Petroleum ministry tells ONGC to sell oilfields
The petroleum ministry has told India’s largest oil and gas producer ONGC to sell stake in producing oil fields such as to Ratna R-Series to private firms, get foreign partners in KG basin gas fields, monetise existing infrastructure and hive off drilling and other services into a separate firm to raise production.
Amar Nath, additional secretary (exploration) in the ministry of petroleum and natural gas, on April 1 wrote to Oil and Natural Gas Corporation (ONGC) chairman and managing director Subhash Kumar giving a seven-point action plan — ‘ONGC Way Forward’ — that would help the firm raise oil and gas production by a third by 2023-24.
The action plan calls on ONGC to consider the sale of stake in maturing fields such as Panna-Mukta and Ratna and R-Series in western offshore and onshore fields such as Gandhar in Gujarat to private firms while divesting/privatising “non-performing” marginal fields.

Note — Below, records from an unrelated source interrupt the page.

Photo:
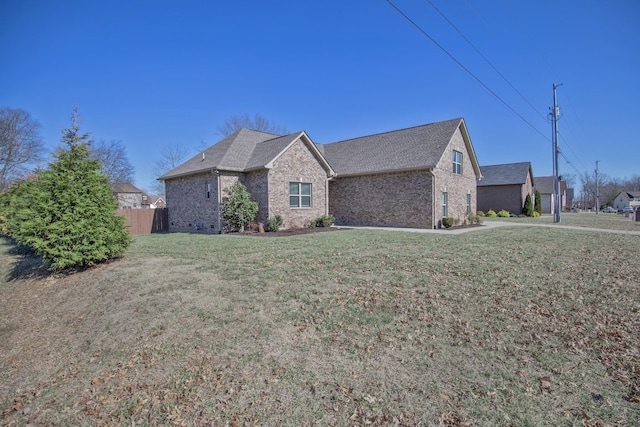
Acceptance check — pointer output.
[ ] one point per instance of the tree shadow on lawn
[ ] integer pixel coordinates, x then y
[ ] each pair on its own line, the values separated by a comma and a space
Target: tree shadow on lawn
27, 264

It wanted ONGC to bring in global players in gas-rich block KG-DWN-98/2 where output is slated to rise sharply by next year, and in the Ashokenagar block in Bengal, which was recently started production.

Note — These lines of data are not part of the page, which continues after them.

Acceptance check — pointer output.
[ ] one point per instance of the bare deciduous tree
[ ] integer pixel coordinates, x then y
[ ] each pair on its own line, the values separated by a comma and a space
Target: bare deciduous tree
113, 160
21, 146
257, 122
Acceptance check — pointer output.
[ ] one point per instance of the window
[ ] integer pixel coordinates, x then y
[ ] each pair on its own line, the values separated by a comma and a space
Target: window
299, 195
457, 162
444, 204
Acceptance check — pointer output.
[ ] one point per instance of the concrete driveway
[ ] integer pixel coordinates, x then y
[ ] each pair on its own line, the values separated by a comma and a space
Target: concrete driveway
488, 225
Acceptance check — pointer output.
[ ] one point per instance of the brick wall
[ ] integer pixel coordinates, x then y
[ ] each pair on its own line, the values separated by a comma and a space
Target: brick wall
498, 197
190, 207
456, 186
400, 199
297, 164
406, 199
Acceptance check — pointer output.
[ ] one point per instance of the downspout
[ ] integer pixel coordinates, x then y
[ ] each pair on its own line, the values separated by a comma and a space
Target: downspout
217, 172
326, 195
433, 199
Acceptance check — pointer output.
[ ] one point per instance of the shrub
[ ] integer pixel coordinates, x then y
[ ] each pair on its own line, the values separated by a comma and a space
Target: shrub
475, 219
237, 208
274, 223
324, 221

The Deendayal block in KG basin, which the firm had bought from the Gujarat government-run firm GSPC a couple of years back, has also been identified for the purpose.
The ministry also wants the company to explore creating separate entities for drilling, well services, logging, workover services and data processing entities.
This is the third attempt by the oil ministry to get ONGC to privatise its oil and gas fields under the Modi government.
In October 2017, the directorate general of hydrocarbons, the ministry’s technical arm, had identified 15 producing fields with a collective reserve of 791.2 million tonnes of crude oil and 333.46 billion cubic metres of gas, for handing over to private firms in the hope that they would improve upon the baseline estimate and its extraction.
A year later, as many as 149 small and marginal fields of ONGC were identified for private and foreign companies on the grounds that the state-owned firm should focus only on big ones.
The first plan couldn’t go through because of strong opposition from ONGC, sources aware of the matter said.
The second plan went up to the Cabinet, which on February 19, 2019, decided to bid out 64 marginal fields of ONGC. However, that tender got a tepid response.